The next step is to launch a large clinical trial through the UF-led OneFlorida+ Clinical Research Network, a consortium of hospitals, health centres and clinics in Florida, Alabama, Georgia, Arkansas, California and Minnesota.

“One of our key motivations at OneFlorida is to move discoveries from academic settings out into the real world and the places where patients get care,” said Betsy Shenkman, PhD, who leads the consortium.

If confirmed, the new findings unlock numerous possibilities, and the researchers said an even better nonspecific universal vaccine could be designed. For patients with advanced cancers, the increased survival from such a universal vaccine could provide a priceless benefit: more time.
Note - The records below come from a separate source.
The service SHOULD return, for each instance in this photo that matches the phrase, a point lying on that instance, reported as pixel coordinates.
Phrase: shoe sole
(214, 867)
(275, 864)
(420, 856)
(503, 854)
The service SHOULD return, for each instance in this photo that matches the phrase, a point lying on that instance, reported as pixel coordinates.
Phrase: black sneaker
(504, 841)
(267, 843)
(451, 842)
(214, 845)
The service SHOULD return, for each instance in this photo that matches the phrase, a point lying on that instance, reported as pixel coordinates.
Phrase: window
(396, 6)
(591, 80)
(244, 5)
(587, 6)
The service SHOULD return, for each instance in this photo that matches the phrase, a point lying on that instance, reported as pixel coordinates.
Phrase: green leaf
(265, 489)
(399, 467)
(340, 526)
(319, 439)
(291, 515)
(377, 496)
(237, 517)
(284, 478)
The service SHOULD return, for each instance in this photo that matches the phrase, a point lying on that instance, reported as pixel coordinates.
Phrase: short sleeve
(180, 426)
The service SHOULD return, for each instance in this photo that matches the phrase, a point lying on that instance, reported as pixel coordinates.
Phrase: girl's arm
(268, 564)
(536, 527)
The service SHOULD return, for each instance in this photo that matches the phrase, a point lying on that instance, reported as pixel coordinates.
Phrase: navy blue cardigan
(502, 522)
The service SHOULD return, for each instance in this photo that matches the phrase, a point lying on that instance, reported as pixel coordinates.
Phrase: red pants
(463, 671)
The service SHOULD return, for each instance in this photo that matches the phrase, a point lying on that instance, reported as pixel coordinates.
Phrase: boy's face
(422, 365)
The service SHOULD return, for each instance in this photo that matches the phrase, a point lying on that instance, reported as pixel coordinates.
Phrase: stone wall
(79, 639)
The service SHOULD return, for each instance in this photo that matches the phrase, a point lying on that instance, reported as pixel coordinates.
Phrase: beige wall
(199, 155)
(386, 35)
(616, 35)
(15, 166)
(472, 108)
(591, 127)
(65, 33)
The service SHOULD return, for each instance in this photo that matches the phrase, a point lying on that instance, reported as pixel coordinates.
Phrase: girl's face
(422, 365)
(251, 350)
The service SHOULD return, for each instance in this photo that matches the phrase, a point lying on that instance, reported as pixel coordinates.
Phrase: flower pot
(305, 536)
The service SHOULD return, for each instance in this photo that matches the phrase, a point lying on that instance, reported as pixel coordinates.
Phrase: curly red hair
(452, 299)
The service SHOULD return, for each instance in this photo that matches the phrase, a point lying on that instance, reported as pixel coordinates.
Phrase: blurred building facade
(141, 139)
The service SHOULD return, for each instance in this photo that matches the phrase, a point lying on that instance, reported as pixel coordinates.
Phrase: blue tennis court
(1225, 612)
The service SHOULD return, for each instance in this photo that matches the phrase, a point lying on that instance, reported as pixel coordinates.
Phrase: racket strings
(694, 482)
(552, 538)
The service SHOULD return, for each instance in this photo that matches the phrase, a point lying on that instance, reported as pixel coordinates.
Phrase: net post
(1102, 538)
“If this can double what we’re achieving currently, or even incrementally — 5%, 10% — that means a lot to those patients, especially if this can be leveraged across different cancers for different patients,” said Sayour, an investigator with UF’s McKnight Brain Institute.

The National Cancer Institute and multiple foundations funded the study.

Sayour, Grippin and Mitchell hold patents related to UF-developed mRNA vaccines that are licensed by iOncologi Inc., a biotech company born as a “spinout” from UF in which Mitchell has an interest.